To clarify, we use geopandas for many things:
- VectorDataset: reading vector files from disk
- GeoDataset: reading some custom datasets (e.g., point datasets)
- GeoDataset: storing spatiotemporal metadata
- GeoSampler: determining where to query from
- IntersectionDataset: computing spatiotemporal intersection
- UnionDataset: computing spatiotemporal union
- Splitters: computing splits based on bboxes, roi, toi, etc.

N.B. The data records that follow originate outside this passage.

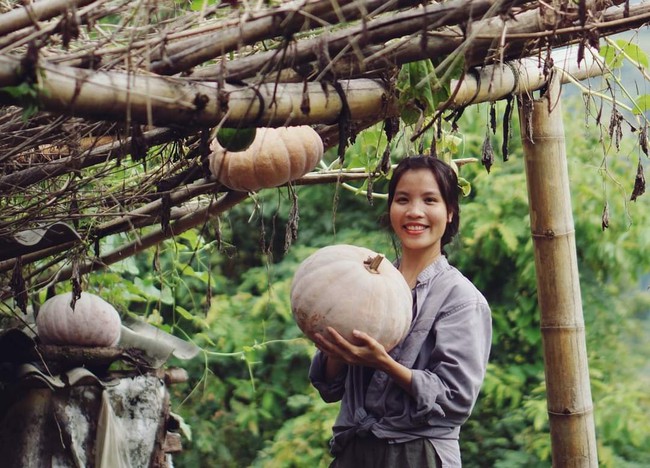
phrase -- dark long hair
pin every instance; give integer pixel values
(447, 182)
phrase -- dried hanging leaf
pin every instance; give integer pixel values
(639, 182)
(487, 153)
(344, 122)
(615, 127)
(17, 284)
(75, 280)
(291, 232)
(165, 211)
(507, 127)
(493, 118)
(433, 151)
(643, 139)
(369, 195)
(74, 210)
(139, 146)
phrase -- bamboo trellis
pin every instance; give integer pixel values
(166, 84)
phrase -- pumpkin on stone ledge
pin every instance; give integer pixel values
(92, 322)
(348, 287)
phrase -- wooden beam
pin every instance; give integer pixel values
(495, 82)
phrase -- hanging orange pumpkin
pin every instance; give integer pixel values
(350, 288)
(276, 156)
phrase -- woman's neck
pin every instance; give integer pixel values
(412, 263)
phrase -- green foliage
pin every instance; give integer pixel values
(236, 139)
(248, 402)
(26, 95)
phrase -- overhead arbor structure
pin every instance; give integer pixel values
(109, 107)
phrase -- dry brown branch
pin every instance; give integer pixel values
(355, 38)
(155, 100)
(281, 22)
(31, 13)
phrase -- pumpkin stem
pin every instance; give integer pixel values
(372, 263)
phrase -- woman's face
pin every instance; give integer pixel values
(418, 213)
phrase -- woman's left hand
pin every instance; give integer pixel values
(365, 352)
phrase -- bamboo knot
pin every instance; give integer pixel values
(551, 234)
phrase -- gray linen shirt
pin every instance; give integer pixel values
(447, 349)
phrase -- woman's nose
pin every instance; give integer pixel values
(414, 210)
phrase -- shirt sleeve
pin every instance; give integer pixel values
(447, 386)
(332, 390)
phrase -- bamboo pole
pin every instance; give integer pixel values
(164, 101)
(495, 82)
(569, 403)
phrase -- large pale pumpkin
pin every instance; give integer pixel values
(93, 322)
(349, 287)
(275, 157)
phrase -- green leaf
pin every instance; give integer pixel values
(612, 58)
(186, 314)
(634, 52)
(642, 104)
(236, 139)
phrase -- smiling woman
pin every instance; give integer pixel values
(410, 403)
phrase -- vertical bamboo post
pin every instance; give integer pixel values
(569, 403)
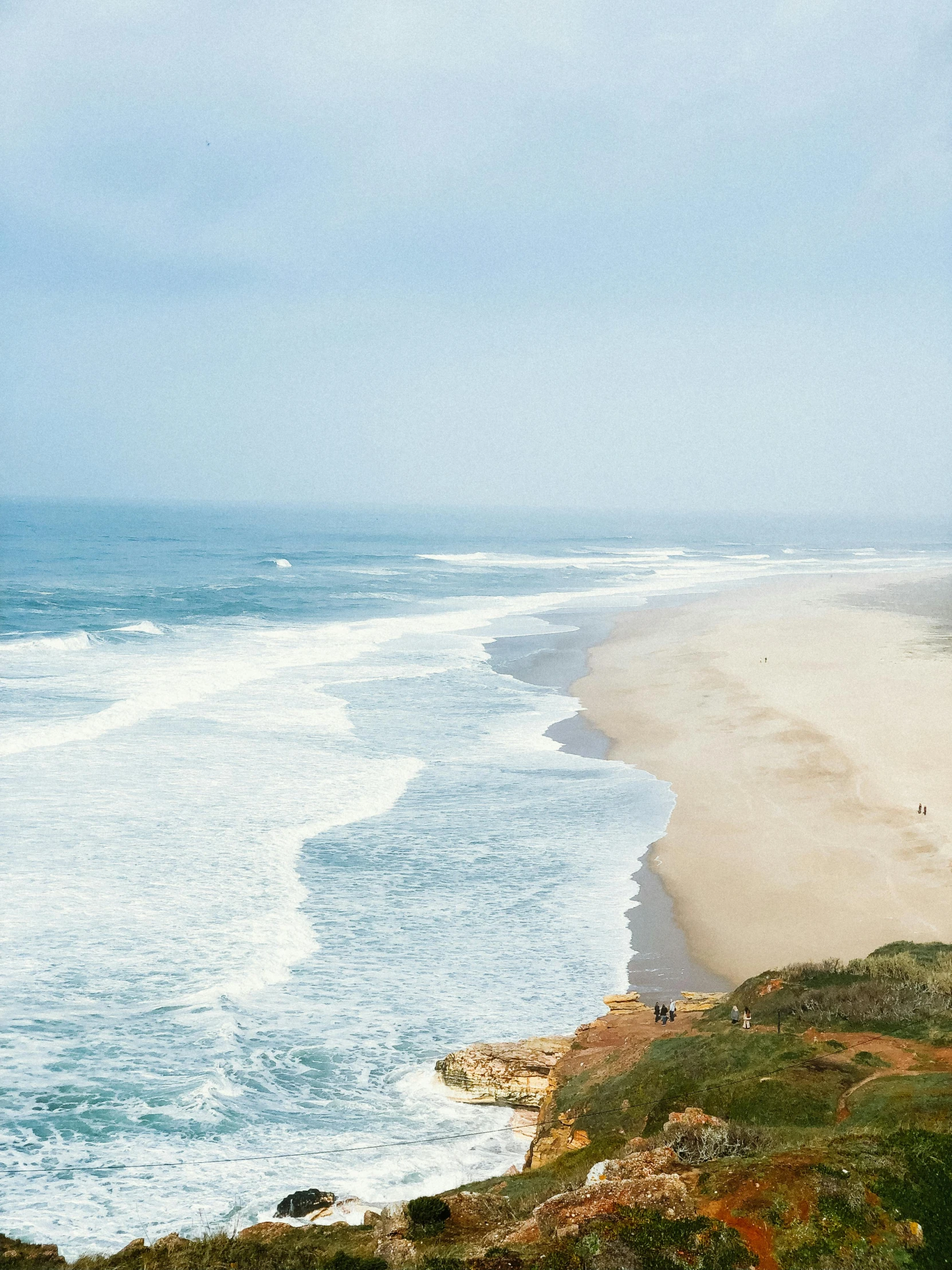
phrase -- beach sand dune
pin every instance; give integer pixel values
(801, 723)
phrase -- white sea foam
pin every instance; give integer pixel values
(73, 643)
(144, 628)
(280, 869)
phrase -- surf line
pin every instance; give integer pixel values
(239, 1160)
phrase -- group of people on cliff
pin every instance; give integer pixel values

Depending on what you are proposing:
- Add support for reading from a SedonaDB and converting it to our geopandas representation 👍
- Replace geopandas with SedonaDB 👎
- Support multiple backends (R-tree, geopandas, Sedona, etc.) for all of the above 👎
- A third kind of base class (GeoDataset, NonGeoDataset, SedonaDBDataset) 👎
I'm fine with 1, and it seems easy. See below for my thoughts on 2. 3 sounds like an absolute nightmare, as different backends support completely different features. 4 is also a no-go, as it won't be compatible with any other existing datasets. We're already trying to find ways to unify GeoDataset and NonGeoDataset (see TileDataset discussion), I don't want to go in the opposite direction.

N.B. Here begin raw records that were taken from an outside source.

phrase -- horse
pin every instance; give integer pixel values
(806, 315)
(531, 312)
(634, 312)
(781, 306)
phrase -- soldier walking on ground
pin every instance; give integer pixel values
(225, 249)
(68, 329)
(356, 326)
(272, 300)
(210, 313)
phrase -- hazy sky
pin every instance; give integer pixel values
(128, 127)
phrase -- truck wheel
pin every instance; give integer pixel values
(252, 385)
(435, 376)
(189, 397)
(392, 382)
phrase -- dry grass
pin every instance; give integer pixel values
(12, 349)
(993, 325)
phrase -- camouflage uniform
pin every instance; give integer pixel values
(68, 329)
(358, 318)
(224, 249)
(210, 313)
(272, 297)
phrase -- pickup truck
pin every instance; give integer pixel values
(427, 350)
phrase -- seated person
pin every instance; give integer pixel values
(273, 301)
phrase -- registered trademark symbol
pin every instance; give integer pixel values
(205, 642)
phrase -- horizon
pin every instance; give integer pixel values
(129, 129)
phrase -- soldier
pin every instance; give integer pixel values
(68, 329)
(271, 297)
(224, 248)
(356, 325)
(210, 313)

For reference, the switch from R-tree to geopandas took 6 months of research, 1 month of implementation, and 1 month to review. I hope to update backends approximately once every 5 years. SedonaDB was not included in the initial search as no one suggested it when I asked around and it doesn't look as easy to install and configure, although I could be wrong. Ease of installation and ease of use is my top priority; speed is somewhere further down the list. I would be happy to include it in the search table if you want to do the research; we can discuss this in the next time series meeting.
If you take a look at my PR it is not that much effort. I'm not proposing swapping out the entire backend for every single dataset. The main issue is that we don't have methods in VectorDataset that abstract out the slow query parts which can be overridden by another class.

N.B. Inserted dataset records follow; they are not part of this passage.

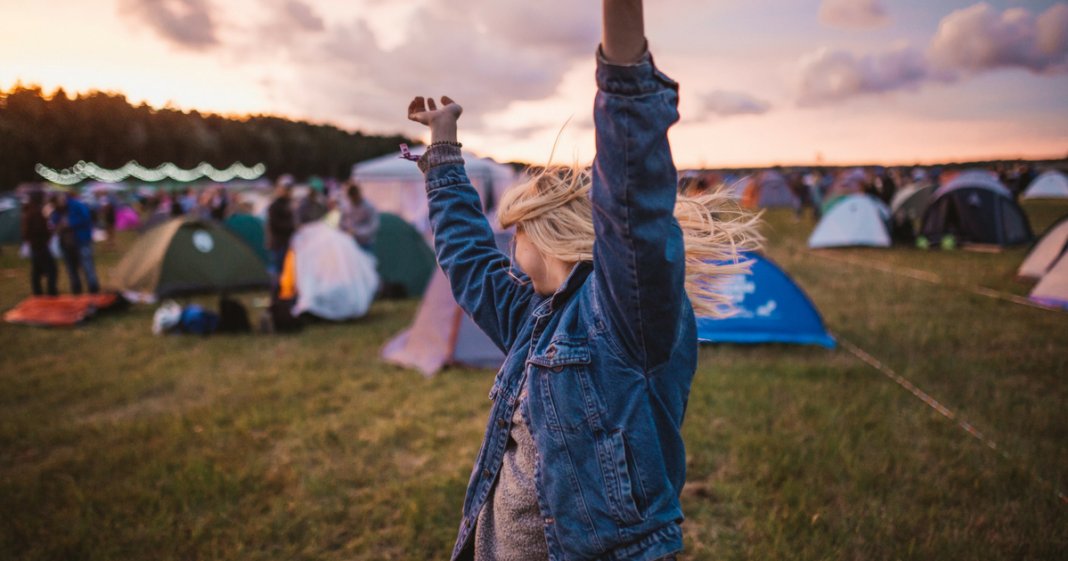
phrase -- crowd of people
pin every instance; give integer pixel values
(60, 226)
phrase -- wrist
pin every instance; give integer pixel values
(443, 130)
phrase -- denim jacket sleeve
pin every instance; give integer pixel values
(639, 259)
(467, 251)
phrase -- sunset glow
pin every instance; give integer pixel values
(763, 81)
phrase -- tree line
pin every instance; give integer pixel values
(58, 130)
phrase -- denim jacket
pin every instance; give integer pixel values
(608, 359)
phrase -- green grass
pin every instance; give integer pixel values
(119, 445)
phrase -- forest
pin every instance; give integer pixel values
(58, 130)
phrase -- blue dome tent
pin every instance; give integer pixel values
(772, 309)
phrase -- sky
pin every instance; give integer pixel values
(762, 81)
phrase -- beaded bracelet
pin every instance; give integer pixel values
(440, 155)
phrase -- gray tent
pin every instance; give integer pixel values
(1046, 252)
(442, 333)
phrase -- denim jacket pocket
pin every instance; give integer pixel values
(622, 489)
(566, 388)
(561, 353)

I think you are incorrect in de-prioritizing speed. Geopandas is very slow and our initial paper was proposing fast geospatial dataloading. We should provide alternatives when the gains are +5x speed up.
From a user's perspective, they aren't going to experience any change in ease of use or installation because it would all be abstracted away from them.
I see SedonaDBDataset as similar to XarrayDataset. Not sure why this is any different imo.
So your proposal is 3, but for limited parts of the library? If we do that, I think we'll be constantly switching back and forth between geopandas and SedonaDB, which sounds slower than staying in-memory. Do we create and instantiate a SedonaDB version of the dataset at every invocation, or cache it somehow?
Note that apache-sedona doesn't yet have Python 3.14 wheels. Not a deal breaker, but I was hoping to start testing 3.14 as soon as rasterio makes a new release.
SedonaDB is a Wherobots maintained library so I can just ask my colleagues to add Python 3.14 wheels, no big deal there.
I think we need to consider what parts of the vector dataloading are incredibly slow and what are negligible and consider supporting different backends for these parts only.
I think we can be smart about where to make spatial intersection/union operations modular so that can be elegantly overridden. For example, I noticed VectorDataset kind of just does everything inside the getitem method. We can abstract this into separate components that can be overridden, self.filter_index(), self.filter_geoemetries(), self.load_target().
I was hoping to get an initial PR in for SedonaDBDataset similar to XarrayDataset that is just optional for a user to utilize if they want to try out faster dataloading. Then we could go from there. The scope of this issue is a bit larger than what my PR is proposing so maybe we move the conversation there.
Note that apache-sedona doesn't yet have Python 3.14 wheels.
The sedonadb package on PyPI has 3.14 wheels (apache-sedona is wrapper code that installs nice user-facing dependencies updated at a slower release cadence)...you should probably use the lower-level PyPI package/API.
I'm too new to weigh in on the implementation details, but if there's an operation that can be made 8 times faster it seems like adding an experimental opt-in feature may be a reasonable way to evaluate some of these tradeoffs.